The Chicagoist will be launching later but in the meantime please enjoy our archives.

Is Intelligentsia Walking A Fine Line With Changes?

By Chuck Sudo in Food on Feb 16, 2009 8:50PM

2007_01_Intelligentsia_logo.jpgFoodie/urban explorer, carless advocate and eager drinker of bucket boy haterade Mike Doyle is beating on a bucket of his own over at Gapers Block's Drive-Thru blog regarding Intelligentsia Coffee and Tea's decision to replace drip coffee in their retail locations with more intensive brews extracted from $11,000 Clover machines. "(A) sub-$3 cup of coffee is now a thing of the past at Intelligentsia," Doyle writes. From there, Doyle launches into overdrive, wondering if all the changes Intelligentsia has implemented in its retail locations in recent months is a case of a company putting the cart before the horse, especially in our current banana republic of an economy.

Doyle writes:


"It remains to be seen how well my home neighborhood's (Doyle lives in the Loop) diverse mix of fat-wallet yuppies, working-class office drones, and penny-pinching students will take to being charged $3.50 for a cup of regular coffee. If I were Intelligentsia, I'd worry about those latter two groups. Not for nothing, but they're the majority down here, and I don't see them doing anything other than walking right back out the door and over to SBUX or Caribou Coffee when the Clover-only menu makes its Randolph Street debut on Monday."

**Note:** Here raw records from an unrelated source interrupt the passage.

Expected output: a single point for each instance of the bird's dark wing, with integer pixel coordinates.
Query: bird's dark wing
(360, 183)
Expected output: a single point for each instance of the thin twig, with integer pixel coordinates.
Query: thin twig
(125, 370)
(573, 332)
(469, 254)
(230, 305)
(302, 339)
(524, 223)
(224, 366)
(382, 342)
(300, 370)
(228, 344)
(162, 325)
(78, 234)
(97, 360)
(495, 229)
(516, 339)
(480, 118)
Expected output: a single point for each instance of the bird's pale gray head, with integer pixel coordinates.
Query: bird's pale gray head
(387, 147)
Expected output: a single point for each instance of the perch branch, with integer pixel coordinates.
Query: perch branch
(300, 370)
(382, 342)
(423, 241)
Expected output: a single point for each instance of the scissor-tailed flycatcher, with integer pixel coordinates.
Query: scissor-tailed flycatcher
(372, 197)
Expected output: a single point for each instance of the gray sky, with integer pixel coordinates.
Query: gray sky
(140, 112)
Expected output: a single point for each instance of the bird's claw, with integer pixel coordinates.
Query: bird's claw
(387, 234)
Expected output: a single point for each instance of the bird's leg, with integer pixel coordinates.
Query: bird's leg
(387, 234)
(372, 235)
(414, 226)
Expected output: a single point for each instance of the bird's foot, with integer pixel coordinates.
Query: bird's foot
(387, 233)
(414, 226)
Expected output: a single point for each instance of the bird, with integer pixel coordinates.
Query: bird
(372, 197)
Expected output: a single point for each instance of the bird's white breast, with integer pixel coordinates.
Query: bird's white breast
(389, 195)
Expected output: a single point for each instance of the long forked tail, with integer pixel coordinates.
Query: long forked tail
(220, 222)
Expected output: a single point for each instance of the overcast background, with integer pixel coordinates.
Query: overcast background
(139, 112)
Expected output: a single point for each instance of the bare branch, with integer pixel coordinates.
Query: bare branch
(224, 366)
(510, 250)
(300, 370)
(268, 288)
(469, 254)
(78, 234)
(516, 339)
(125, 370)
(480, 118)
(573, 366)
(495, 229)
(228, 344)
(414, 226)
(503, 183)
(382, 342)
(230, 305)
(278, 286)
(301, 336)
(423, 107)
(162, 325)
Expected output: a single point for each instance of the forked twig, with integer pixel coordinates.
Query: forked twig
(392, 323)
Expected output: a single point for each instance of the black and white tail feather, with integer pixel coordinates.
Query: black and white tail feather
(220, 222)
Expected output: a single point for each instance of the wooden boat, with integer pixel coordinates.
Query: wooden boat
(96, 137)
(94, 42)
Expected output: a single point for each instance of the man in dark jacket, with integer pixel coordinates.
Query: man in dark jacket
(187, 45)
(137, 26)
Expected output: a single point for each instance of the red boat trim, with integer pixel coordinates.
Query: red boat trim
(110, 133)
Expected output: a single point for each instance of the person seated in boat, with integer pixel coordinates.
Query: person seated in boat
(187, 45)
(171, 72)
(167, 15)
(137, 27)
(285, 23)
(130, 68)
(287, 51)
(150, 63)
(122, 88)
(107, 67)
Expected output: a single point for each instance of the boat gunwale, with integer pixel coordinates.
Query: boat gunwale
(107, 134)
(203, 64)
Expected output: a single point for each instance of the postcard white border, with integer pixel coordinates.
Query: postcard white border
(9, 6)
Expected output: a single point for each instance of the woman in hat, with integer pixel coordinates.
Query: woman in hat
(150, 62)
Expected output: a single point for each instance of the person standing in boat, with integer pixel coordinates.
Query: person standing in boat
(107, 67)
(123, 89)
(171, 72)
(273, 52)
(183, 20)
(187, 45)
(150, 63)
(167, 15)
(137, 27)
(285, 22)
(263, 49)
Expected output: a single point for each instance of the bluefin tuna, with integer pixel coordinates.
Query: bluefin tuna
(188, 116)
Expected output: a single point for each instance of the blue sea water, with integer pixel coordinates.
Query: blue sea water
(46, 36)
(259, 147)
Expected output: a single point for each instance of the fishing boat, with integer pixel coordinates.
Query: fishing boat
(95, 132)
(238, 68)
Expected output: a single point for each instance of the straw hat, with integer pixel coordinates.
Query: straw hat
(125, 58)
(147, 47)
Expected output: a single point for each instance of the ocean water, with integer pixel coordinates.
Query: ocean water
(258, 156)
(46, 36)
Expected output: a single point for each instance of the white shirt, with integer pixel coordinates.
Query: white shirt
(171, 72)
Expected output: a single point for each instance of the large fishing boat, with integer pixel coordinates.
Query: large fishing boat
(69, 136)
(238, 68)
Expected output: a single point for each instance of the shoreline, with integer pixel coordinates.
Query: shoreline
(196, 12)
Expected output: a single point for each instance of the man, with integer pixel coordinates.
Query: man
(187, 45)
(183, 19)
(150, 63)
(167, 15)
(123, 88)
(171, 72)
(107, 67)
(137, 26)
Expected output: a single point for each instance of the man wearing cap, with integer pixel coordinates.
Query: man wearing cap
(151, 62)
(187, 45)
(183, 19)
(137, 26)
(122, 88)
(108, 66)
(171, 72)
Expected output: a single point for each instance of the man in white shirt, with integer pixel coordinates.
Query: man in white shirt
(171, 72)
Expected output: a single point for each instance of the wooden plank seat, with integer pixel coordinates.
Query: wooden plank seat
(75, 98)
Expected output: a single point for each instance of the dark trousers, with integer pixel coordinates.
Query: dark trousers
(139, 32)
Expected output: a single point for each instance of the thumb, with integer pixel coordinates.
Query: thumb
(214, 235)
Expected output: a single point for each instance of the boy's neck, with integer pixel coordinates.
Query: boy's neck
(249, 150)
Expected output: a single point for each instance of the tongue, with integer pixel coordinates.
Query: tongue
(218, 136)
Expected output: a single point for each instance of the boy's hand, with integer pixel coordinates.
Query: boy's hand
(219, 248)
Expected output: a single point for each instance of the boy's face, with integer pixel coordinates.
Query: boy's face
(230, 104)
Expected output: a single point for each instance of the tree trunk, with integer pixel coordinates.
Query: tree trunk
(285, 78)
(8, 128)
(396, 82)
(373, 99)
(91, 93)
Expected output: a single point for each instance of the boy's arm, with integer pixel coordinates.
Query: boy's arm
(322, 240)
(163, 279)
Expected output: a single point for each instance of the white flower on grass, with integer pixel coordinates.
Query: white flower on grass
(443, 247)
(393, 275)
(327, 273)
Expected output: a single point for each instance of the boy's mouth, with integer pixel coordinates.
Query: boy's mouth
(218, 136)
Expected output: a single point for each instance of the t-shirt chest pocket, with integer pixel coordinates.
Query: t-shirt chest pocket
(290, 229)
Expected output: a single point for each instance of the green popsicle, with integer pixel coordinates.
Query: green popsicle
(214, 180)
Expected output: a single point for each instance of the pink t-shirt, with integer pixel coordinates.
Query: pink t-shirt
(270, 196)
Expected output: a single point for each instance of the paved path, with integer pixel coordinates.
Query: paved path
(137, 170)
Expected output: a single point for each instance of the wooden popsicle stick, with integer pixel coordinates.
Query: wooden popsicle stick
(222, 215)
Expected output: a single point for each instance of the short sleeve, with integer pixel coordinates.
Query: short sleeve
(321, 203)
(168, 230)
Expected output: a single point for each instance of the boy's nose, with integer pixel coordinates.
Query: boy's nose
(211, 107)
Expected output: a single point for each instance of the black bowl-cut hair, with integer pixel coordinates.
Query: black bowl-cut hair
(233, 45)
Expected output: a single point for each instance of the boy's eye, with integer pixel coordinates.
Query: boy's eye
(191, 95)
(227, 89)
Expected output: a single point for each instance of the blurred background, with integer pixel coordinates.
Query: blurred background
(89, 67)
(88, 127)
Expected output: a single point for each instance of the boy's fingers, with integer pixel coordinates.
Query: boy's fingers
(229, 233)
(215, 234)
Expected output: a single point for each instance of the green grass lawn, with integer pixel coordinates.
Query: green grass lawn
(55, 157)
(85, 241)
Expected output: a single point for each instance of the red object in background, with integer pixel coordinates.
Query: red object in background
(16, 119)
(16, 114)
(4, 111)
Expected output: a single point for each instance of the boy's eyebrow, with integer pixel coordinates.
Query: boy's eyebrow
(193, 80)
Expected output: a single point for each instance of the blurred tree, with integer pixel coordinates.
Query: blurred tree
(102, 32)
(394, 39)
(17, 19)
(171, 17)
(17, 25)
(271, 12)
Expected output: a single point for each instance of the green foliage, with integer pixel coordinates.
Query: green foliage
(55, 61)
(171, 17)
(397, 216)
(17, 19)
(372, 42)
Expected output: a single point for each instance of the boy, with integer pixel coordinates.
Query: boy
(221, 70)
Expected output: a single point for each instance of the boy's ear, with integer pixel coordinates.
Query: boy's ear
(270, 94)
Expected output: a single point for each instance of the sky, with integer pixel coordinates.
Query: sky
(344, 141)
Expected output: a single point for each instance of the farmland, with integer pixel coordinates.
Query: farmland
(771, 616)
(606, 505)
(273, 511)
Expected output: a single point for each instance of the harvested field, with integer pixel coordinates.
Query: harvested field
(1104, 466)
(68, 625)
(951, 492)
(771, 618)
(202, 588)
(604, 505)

Time to slow the roll, Mike. We placed a call to Intelligentsia for comment and none other than founder and CEO Doug Zell returned the call.

Zell defended the use of the Clover, as well as getting rid of giant servings and unsightly signage and discontinuing customer loyalty cards as being consistent with Intelligentsia's mission of raising the bar for what customers expect when they step into one of their shops (for more on this philosophy, please feel free to re-read our interview with Zell from this time two years ago).

"These decisions were geared to move us away from the sort of fast food approach of other coffee shops and into a more intimate and personal customer experience," Zell said. "We still believe that the taste of our coffee is the most important issue."

As for Doyle's charge that a $3 cup of coffee has gone the way of the dinosaur and New Coke at Intelligentsia, Zell replied, "That's completely untrue." In fact, the company's "Pick of the Day" standard black coffee tops out at $2.65 for a large cup. Is it still pricey for a penny-pinching student? Not when one considers that that's only a dollar more than most diners we've frequented in recent months, and the quality of the coffee is better by leaps and bounds.

Zell concedes that the changes Intelligentsia has made may have lost them some customers. "But we also believe that implementing these changes will attract more customers than we'll lose." Zell also recognized that there's a delicate balance between the ambition of Intelligentsia's philosophy and trying to maintain humility in carrying it out.